# Find the lift and wave drag coefficients for an infinitely thin flat plate at an angle of attack of $$8^{\circ}$$ in a Mach $$3$$ flow.

Find the lift and wave drag coefficients for an infinitely thin flat plate at an angle of attack of $$8^{\circ}$$ in a Mach $$3$$ flow.

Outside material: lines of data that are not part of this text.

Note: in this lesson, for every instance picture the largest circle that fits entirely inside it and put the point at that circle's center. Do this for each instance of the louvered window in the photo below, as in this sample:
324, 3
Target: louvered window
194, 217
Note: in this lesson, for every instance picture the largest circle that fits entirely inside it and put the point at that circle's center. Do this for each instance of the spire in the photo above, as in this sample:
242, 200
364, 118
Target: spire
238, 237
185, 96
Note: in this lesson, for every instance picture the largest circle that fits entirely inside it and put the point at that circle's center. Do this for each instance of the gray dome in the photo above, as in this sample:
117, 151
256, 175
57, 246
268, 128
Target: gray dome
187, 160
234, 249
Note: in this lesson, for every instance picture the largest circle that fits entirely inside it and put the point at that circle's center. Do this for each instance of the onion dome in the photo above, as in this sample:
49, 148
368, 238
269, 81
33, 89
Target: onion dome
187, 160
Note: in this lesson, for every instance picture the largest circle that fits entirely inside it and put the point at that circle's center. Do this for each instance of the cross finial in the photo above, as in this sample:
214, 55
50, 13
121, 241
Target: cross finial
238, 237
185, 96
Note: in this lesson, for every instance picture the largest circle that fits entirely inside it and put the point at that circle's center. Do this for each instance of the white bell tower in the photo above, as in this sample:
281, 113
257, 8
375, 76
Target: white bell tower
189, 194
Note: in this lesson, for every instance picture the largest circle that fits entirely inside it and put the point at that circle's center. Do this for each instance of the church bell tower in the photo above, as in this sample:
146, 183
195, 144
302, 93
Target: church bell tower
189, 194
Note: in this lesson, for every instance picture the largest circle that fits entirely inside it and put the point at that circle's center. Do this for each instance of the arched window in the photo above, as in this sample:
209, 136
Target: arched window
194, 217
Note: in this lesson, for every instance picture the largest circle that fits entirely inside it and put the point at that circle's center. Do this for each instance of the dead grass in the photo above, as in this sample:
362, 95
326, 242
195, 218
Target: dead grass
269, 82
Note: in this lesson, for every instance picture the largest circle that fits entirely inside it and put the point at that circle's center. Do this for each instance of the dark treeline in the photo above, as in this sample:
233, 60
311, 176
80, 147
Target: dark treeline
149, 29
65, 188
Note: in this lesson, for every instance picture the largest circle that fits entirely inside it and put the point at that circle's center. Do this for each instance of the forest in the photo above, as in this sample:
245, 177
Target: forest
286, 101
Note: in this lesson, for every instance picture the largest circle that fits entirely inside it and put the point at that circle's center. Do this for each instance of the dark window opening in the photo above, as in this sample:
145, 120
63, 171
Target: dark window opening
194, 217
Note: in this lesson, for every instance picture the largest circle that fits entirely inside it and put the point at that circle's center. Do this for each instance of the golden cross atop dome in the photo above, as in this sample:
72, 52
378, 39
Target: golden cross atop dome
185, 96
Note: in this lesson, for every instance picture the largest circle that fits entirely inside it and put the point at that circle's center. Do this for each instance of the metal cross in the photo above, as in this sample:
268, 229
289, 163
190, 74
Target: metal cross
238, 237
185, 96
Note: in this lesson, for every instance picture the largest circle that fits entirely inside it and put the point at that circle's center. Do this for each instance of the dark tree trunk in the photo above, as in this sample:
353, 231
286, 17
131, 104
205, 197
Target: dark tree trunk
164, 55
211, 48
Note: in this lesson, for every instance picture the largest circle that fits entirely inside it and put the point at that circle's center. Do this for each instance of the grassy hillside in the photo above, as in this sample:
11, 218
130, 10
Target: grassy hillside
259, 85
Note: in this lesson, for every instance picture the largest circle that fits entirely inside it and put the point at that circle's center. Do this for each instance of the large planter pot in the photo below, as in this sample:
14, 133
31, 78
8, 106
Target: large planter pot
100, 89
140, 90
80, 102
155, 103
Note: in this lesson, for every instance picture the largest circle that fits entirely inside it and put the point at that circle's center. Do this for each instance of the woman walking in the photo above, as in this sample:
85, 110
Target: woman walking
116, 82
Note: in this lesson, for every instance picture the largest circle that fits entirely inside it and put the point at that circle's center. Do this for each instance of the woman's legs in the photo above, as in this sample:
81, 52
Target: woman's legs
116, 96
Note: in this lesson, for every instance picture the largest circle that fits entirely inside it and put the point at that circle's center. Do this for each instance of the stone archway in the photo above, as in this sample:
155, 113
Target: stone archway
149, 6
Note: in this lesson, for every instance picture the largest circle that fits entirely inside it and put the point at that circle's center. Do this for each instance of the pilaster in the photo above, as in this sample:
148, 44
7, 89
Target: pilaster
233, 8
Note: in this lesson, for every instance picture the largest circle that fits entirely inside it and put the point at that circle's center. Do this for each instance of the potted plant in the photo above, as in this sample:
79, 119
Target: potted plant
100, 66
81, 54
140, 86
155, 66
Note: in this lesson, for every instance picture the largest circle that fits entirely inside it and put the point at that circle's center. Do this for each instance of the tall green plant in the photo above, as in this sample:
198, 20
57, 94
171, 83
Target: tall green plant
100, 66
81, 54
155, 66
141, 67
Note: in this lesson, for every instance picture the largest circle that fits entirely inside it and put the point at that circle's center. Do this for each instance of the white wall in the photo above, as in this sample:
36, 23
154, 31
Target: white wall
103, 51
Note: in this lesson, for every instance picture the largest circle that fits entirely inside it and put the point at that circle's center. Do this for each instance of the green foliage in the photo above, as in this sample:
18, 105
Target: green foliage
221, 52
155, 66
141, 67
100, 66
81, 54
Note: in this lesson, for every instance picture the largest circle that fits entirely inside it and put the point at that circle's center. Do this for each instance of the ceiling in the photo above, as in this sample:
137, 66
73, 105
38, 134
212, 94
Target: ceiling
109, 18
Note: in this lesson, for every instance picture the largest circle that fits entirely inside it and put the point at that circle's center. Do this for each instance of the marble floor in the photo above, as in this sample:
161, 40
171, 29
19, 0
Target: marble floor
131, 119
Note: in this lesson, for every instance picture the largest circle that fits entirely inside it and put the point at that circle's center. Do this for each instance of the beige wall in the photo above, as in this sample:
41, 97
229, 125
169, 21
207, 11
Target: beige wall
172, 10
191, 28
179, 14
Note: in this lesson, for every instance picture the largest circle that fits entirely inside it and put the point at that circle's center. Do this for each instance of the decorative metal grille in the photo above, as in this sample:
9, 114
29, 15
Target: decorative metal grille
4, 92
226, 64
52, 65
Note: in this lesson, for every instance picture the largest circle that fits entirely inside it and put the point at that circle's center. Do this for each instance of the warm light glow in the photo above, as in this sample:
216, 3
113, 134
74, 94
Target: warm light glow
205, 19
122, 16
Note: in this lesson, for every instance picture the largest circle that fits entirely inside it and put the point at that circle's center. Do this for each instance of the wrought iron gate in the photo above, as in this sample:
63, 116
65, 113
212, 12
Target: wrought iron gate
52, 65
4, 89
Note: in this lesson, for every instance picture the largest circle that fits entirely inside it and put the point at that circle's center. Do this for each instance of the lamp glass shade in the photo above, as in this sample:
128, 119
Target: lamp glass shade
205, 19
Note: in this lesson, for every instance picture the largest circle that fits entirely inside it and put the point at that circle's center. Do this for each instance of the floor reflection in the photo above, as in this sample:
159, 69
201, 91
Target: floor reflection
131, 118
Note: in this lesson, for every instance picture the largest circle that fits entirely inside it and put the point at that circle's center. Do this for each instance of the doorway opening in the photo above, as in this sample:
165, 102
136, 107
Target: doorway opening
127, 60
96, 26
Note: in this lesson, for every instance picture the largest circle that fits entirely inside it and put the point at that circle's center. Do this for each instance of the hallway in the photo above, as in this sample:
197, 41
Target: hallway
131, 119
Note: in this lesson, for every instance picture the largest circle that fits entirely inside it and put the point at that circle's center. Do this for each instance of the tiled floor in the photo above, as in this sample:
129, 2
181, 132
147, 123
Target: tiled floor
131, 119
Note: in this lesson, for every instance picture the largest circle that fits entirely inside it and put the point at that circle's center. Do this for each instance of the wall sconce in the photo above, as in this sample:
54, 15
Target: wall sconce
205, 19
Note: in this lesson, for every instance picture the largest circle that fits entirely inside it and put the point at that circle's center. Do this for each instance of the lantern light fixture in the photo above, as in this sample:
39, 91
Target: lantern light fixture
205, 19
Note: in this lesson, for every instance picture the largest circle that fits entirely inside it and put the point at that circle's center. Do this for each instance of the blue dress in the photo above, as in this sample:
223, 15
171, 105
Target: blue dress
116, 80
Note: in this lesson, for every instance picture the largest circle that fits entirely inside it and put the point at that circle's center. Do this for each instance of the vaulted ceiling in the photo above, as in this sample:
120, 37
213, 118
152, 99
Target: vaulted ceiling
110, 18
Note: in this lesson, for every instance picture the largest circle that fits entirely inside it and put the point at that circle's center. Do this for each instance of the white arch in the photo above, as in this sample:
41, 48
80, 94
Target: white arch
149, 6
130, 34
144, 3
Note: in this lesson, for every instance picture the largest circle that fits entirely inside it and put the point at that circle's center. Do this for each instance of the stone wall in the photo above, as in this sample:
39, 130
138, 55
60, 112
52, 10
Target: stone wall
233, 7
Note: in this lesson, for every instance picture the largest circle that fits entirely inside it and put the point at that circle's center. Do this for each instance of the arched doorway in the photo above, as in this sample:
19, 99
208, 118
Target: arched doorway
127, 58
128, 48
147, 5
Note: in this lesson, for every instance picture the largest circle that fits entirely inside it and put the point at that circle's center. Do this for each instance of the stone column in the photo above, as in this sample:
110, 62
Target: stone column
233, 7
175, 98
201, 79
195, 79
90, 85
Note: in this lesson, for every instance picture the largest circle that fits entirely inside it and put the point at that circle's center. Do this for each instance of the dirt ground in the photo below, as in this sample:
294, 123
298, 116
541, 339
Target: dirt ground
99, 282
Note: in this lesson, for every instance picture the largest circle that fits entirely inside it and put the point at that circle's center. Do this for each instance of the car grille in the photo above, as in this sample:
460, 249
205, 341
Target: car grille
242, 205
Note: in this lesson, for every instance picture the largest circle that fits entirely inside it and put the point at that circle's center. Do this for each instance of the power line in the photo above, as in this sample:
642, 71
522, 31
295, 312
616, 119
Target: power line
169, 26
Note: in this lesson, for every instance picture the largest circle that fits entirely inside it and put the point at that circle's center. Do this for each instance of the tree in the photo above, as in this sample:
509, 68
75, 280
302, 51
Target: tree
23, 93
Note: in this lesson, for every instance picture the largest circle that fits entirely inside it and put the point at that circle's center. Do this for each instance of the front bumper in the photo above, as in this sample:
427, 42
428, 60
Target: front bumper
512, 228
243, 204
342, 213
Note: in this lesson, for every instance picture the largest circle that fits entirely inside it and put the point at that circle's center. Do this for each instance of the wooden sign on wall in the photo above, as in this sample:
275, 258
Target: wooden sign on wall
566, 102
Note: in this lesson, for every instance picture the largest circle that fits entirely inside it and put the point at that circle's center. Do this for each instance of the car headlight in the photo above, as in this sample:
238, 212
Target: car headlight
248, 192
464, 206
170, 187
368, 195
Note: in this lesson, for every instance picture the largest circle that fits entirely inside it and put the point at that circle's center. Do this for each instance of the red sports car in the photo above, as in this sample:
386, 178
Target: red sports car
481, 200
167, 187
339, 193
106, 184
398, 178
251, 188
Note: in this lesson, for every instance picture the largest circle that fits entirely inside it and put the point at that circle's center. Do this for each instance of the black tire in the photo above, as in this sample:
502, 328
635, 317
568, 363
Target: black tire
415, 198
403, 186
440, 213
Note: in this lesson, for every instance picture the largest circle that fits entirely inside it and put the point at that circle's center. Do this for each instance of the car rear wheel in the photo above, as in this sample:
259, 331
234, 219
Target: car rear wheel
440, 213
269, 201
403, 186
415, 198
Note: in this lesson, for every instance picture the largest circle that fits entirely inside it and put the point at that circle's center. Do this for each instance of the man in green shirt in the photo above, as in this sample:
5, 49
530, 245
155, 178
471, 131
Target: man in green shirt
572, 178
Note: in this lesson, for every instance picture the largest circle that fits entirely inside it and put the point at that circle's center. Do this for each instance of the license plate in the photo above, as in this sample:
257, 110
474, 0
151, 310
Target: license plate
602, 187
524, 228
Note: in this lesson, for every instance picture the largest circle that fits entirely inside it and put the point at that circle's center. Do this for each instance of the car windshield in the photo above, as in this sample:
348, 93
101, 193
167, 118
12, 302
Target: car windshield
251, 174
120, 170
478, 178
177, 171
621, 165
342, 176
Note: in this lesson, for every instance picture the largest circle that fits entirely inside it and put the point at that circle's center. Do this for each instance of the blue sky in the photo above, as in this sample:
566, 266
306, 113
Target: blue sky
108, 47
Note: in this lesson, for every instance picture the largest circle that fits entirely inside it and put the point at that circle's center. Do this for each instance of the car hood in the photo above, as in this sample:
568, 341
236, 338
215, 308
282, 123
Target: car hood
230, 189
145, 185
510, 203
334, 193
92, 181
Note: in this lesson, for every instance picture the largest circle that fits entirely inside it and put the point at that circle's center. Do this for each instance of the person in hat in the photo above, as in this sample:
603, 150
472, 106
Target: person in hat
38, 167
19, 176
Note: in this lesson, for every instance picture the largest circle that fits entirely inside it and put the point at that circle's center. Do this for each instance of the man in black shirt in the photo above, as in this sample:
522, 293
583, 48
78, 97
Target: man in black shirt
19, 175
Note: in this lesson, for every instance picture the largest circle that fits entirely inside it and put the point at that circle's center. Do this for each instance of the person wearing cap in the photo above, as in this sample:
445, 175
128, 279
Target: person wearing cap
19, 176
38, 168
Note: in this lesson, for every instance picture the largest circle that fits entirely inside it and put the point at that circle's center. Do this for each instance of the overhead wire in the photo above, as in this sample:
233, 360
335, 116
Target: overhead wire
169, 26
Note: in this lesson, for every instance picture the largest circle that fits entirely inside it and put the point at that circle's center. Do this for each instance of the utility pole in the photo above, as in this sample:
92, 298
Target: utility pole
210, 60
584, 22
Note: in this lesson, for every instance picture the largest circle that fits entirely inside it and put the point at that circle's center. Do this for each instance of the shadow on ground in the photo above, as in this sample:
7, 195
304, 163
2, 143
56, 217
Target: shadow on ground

Kumar59 Asked on 26th March 2021 in

Supersonic flow over a thin flat plate at an angle of attack

From the $$\theta -\beta -M$$ relationship, for $$\theta = 8^{\circ}$$ and $$M = 3$$, $$\beta =25.611^{\circ}$$
Therefore,
$M_{n1}=M_{1}Sin\beta =3Sin\left ( 25.611^{\circ} \right )=1.297$
From normal shock properties, for $$M_{n1}=1.297$$, $$\frac{p_{3}}{p_{1}}=1.796$$
From isentropic flow properties, for $$M_{1}=3$$, $$\left ( \frac{p_{1}}{p_{01}} \right )=0.02722$$
From prandtl-Meyer function for $$M_{1}=3$$, $$\nu _{1}=49.76$$
Therefore, $\nu _{2}=\nu _{1}+\theta =49.76^{\circ}+8^{\circ}=57.76^{\circ}$
For, $$\nu _{2}=57.76^{\circ}, M_{2}=3.452$$

For, $$M_{2}=3.452$$, from isentropic flow properties
$\left ( \frac{p_{2}}{p_{02}} \right )=0.01404$

Therefore,
$\frac{p_{2}}{p_{1}}=\left ( \frac{p_{2}}{p_{02}} \right ) \left ( \frac{p_{02}}{p_{01}} \right )\left ( \frac{p_{01}}{p_{1}} \right )=\left ( 0.01404 \right ) \left ( 1 \right )\left ( \frac{1}{0.02722} \right )=0.5158$

Total pressure is constant through the expansion wave, $$p_{02}=p_{01}$$.
For, a thin flat plate lift per unit span is $$L{}’=\left ( p_{3}-p_{2} \right )\left ( c \right )cos\alpha$$

also, $c_{l}=\frac{L{}’}{q_{1}S} =\frac{L{}’}{\frac{\gamma }{2}p_{1}M_{1}^{2}c} =\frac{\left ( p_{3}-p_{2} \right )\left ( c \right ) cos\alpha }{\frac{\gamma }{2}p_{1}M_{1}^{2}c} =\frac{2}{\gamma M_{1}^{2}}\left ( \frac{p_{3}}{p_{1}}-\frac{p_{2}}{p_{1}} \right )cos\alpha$
$\Rightarrow c_{l}=\frac{2}{\left ( 1.4 \right )\left ( 3^{2} \right )}\left ( 1.796-0.5158 \right )cos\left ( 8^{\circ} \right )=0.20123$

For a thin flat plate, drag per unit span is $$D{}’=\left ( p_{3}-p_{2} \right )\left ( c \right )sin\alpha$$
also,
$c_{d}=\frac{D{}’}{q_{1}S}=\frac{D{}’}{\frac{\gamma }{2}p_{1}M_{1}^{2}c} =\frac{\left ( p_{3}-p_{2} \right )\left ( c \right ) sin\alpha }{\frac{\gamma }{2}p_{1}M_{1}^{2}c} =\frac{2}{\gamma M_{1}^{2}} \left ( \frac{p_{3}}{p_{1}}-\frac{p_{2}}{p_{1}} \right )sin\alpha$
$\Rightarrow c_{d}=\frac{2}{\left ( 1.4 \right )\left ( 3^{2} \right )}\left ( 1.796-0.5158 \right )sin\left ( 8^{\circ} \right )=0.02828$

Kisan Kumar Answered on 8th April 2021.